Séisme dans le Pacifique : comment se forment les tsunamis ?

De nombreux pays ont déclenché des alertes au raz-de-marée après un tremblement de terre de magnitude 8,8 survenu au large de la Russie, tôt ce mercredi 30 juillet.
Au centre de contrôle des opérations de l'Agence nationale de gestion des catastrophes, à Jakarta (Indonésie), ce mercredi 30 juillet. (Sutantaaditya/SIPA)
publié le 30 juillet 2025 à 10h52

Des alertes tsunami par dizaines. Un tremblement de terre survenu dans la nuit de mardi à mercredi 30 juillet, au large de la péninsule russe du Kamtchatka, a été évalué à une magnitude de 8,8 par l’Institut américain de géophysique, basé à Hawaï.

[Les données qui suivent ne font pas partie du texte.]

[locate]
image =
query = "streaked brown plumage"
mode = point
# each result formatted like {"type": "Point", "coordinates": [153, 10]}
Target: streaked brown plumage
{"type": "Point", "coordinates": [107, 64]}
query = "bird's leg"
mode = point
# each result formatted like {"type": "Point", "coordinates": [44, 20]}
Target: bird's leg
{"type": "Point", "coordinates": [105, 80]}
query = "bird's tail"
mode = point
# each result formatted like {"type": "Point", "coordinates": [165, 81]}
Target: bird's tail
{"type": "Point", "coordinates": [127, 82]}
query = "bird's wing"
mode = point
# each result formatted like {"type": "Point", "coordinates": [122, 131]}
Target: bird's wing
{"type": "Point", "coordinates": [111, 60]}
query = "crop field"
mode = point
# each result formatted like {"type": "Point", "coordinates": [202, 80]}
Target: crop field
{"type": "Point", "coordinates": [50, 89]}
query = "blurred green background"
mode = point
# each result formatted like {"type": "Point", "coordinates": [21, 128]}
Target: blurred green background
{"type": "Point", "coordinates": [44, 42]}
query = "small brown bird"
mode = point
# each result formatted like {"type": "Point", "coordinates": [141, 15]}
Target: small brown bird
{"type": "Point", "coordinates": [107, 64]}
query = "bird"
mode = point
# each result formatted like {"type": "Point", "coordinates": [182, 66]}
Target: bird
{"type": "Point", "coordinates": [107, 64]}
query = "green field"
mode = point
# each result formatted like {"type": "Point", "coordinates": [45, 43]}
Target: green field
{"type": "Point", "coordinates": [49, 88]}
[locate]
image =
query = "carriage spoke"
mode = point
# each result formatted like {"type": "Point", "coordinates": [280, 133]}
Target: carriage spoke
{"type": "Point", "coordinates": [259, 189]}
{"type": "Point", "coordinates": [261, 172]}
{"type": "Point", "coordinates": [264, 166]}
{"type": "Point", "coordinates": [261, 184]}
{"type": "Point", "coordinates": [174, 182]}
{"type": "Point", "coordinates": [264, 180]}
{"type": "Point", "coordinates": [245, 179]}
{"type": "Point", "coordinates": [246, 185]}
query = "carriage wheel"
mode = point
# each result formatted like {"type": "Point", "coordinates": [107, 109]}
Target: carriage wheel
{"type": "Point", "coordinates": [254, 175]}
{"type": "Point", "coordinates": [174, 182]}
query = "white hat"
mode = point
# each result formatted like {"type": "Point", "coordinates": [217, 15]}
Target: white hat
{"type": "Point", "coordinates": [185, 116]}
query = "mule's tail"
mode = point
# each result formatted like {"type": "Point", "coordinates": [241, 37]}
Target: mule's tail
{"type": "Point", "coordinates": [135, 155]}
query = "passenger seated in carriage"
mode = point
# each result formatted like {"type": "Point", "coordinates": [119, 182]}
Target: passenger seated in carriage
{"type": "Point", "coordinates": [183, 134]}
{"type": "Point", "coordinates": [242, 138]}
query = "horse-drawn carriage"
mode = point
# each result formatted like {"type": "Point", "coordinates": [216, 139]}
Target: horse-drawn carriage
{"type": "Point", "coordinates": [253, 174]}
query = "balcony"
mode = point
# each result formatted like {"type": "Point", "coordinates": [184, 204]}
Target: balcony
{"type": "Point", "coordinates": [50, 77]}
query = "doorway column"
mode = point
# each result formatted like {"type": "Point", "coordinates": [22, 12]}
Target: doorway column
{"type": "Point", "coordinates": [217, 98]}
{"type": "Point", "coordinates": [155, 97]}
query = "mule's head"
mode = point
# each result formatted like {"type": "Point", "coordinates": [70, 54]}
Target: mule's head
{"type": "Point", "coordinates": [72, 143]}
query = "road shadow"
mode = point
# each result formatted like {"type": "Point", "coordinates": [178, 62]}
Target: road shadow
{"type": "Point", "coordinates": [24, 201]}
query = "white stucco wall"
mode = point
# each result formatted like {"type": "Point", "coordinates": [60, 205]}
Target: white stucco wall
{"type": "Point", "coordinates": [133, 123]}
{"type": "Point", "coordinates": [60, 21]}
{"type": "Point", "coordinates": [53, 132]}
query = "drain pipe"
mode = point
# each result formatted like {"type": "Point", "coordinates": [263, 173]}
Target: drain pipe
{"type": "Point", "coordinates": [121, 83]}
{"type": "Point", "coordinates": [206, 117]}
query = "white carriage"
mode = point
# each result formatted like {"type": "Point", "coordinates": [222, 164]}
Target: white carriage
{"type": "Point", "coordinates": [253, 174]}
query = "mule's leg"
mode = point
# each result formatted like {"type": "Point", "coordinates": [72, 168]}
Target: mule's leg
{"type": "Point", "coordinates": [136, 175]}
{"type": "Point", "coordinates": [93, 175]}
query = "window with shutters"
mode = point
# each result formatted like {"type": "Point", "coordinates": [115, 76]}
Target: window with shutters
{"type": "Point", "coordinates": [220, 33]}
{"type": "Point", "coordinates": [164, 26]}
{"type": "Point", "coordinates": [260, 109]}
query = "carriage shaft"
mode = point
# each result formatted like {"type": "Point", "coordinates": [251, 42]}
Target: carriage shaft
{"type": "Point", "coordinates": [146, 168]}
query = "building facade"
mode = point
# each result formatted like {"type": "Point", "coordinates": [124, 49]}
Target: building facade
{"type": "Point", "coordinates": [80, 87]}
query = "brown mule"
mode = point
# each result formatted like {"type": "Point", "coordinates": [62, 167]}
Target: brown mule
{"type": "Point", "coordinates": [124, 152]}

Ce séisme sous-marin a déjà entraîné un tsunami d’environ 1,30 mètre au Japon, l’évacuation des employés de la centrale de nucléaire de Fukushima - accidentée par un tsunami dévastateur en 2011 - et l’inondation d’une ville portuaire dans les îles Kouriles, entre la Russie et le Japon. Les autorités ont alerté de l’arrivée imminente de vagues de un à trois mètres dans plusieurs pays, comme aux Etats-Unis (Hawaï, Alaska), mais aussi en Amérique du Sud et dans les îles du Pacifique.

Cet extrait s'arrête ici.